| > could be catastrophic for humanity, I do not. How does super human intelligence, on it's own, represent any sort of risk for "humanity?" > then the recipe for how to make AGI is of itself an infohazard [...] nuclear weapons I know how to make nuclear weapons; however, I cannot enrich the fuel enough to actually produce a working version. > and yet we regulate its access Does that actually achieve what it claims to achieve? > Do I trust OpenAI to make all the morally right choices here? OpenAI has a language model. They do not have AGI or anything approaching AGI. > No, but I think their incentives are in fact more aligned with the public good We could debate that, but for your assertions to hold any water, we'd have to agree that they're incapable of making mistakes as well. Far easier to skip the lofty debate and recognize the reality of the world we live in. |
It does not; I was speaking to AGI. But assuming you were referring to AGI as well, you don't have to think very creatively to consider scenarios where it would be harmful.

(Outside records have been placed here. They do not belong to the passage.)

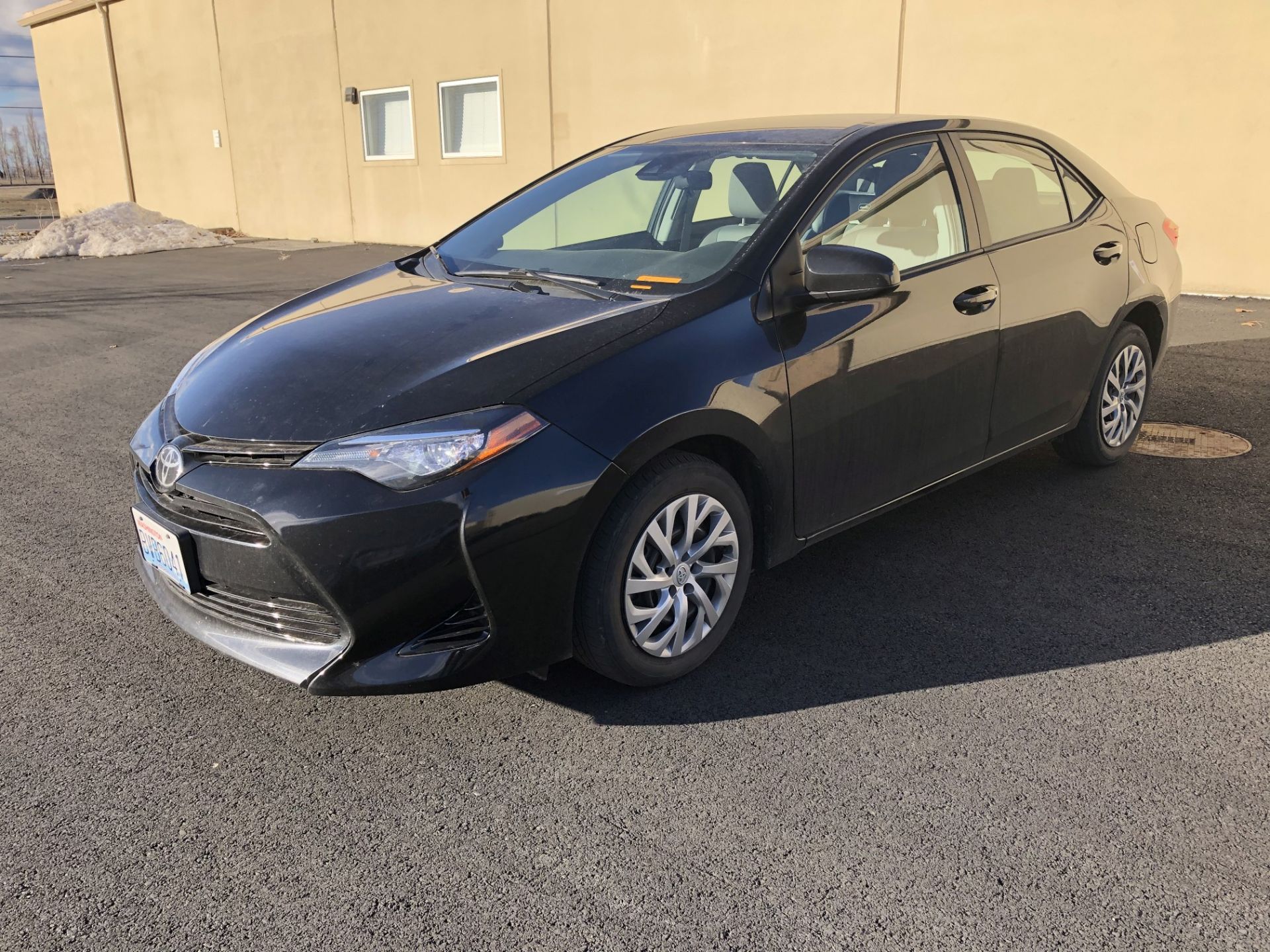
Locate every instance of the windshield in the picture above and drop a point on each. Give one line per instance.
(642, 218)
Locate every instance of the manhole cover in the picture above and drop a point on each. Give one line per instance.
(1184, 442)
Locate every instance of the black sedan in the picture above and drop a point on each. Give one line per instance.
(577, 424)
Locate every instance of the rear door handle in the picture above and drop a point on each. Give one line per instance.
(1108, 252)
(976, 300)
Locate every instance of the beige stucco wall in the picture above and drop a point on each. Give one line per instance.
(1169, 95)
(419, 200)
(620, 69)
(171, 88)
(1165, 93)
(285, 116)
(79, 112)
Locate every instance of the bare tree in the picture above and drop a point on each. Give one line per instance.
(19, 163)
(37, 147)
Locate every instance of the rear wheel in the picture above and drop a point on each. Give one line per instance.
(666, 574)
(1114, 412)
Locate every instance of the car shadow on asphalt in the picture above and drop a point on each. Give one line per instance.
(1034, 565)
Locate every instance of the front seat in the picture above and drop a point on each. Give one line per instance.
(751, 196)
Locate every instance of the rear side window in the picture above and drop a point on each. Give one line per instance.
(900, 204)
(1020, 187)
(1079, 198)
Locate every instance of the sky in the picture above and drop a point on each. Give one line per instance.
(18, 84)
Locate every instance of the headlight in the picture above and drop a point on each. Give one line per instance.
(411, 456)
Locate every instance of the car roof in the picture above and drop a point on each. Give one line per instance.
(821, 130)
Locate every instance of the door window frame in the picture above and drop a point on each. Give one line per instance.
(958, 143)
(969, 214)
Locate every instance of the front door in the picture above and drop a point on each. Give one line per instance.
(892, 394)
(1062, 257)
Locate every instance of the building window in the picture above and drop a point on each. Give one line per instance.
(472, 122)
(388, 124)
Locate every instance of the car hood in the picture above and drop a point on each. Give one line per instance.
(389, 347)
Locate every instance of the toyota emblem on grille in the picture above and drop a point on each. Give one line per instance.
(168, 466)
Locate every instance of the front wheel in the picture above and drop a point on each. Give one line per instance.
(666, 573)
(1114, 412)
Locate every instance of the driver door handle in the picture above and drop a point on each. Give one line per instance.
(1108, 252)
(976, 300)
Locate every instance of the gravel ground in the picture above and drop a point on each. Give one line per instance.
(1031, 711)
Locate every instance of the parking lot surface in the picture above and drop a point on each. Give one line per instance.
(1029, 711)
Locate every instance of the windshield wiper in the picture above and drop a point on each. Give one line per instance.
(568, 281)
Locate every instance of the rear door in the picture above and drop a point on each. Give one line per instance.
(1060, 252)
(890, 394)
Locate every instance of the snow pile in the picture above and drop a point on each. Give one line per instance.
(121, 229)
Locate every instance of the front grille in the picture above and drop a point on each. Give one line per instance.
(230, 452)
(201, 514)
(286, 619)
(244, 452)
(468, 626)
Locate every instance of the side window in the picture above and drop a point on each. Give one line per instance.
(900, 204)
(1079, 198)
(1020, 187)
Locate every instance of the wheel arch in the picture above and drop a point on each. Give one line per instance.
(1147, 314)
(741, 447)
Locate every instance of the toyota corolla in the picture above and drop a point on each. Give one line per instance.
(575, 426)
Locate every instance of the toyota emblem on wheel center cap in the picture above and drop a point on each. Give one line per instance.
(168, 467)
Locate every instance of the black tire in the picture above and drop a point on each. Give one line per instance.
(1086, 444)
(601, 637)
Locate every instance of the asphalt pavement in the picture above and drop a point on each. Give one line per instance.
(1031, 711)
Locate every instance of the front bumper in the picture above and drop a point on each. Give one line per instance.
(465, 580)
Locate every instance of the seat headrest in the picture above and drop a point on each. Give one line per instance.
(751, 192)
(1015, 183)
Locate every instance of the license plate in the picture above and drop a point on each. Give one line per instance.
(160, 549)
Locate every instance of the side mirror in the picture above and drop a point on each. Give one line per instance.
(845, 273)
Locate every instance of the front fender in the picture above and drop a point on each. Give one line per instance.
(712, 377)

If you have an agent that can counter your every move with its own superior move, and that agent wants something – anything – differently from what you want, then who wins? Maybe it wants the money in your bank account, maybe it wants to use the atoms in your body to make more graphics cards to reproduce itself.
Think about playing a game of chess against the strongest AI opponent. No matter which move you are considering playing, your opponent has already planned 10 steps ahead and will make a better move than you. Now extrapolate outside the chess board and into the realm where you can use the internet to buy/trade stocks, attack national infrastructure, send custom orders to chemists to follow whatever directions you want, etc.